1881 novel by Jules Verne

The Giant Raft (La Jangada - Huit Cents lieues sur l'Amazone) is a novel by Jules Verne, published in 1881. It has also been incorrectly published with the title of its first part: Eight Hundred Leagues on the Amazon.

It is an adventure novel, involving how Joam Garral, a ranch owner living near the Peruvian-Brazilian border on the Amazon River, is forced to travel downstream when his past catches up with him. Most of the novel is situated on a large jangada (a Brazilian timber raft) that is used by Garral and his family to float to Belém, at the river's mouth. Many aspects of the raft, scenery, and journey are described in detail.

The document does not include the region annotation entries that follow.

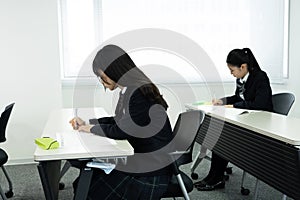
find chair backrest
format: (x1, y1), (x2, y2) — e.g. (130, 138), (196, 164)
(0, 103), (15, 142)
(272, 93), (295, 115)
(173, 110), (205, 165)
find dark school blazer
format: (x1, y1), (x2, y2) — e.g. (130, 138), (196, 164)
(222, 70), (273, 112)
(90, 87), (173, 176)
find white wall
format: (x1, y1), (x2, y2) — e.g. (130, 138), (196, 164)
(62, 0), (300, 122)
(0, 0), (300, 163)
(0, 0), (61, 163)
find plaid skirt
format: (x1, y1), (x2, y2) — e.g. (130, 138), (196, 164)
(73, 169), (171, 200)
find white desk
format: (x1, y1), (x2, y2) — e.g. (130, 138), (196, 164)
(186, 104), (300, 146)
(186, 105), (300, 199)
(34, 108), (134, 200)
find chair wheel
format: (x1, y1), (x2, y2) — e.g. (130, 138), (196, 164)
(224, 175), (229, 181)
(58, 183), (65, 190)
(5, 190), (14, 198)
(241, 187), (250, 196)
(191, 173), (199, 180)
(225, 167), (232, 174)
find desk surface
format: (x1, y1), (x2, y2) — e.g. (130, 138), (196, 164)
(186, 104), (300, 146)
(34, 108), (134, 161)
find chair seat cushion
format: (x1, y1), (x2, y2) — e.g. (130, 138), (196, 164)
(0, 149), (8, 166)
(163, 171), (194, 198)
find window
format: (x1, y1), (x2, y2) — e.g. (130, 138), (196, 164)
(60, 0), (289, 83)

It was adapted into the 1993 film Eight Hundred Leagues Down the Amazon.

==Plot summary==

Joam Garral grants his daughter's wish to travel to Belém, where she wants to marry Manuel Valdez in the presence of Manuel's invalid mother. The Garrals travel down the Amazon River using a giant timber raft. At Belém, Joam plans to restore his good name, as he is still wanted in Brazil for a crime he did not perpetrate. A scoundrel named Torres offers Joam absolute proof of Joam's innocence, but the price that Torres wants for this information is to marry Joam's daughter, which is inconceivable to Joam. The proof is locked in an encrypted letter that would exonerate Garral. When Torres is killed, the Garral family must race to decode the letter before Joam is executed.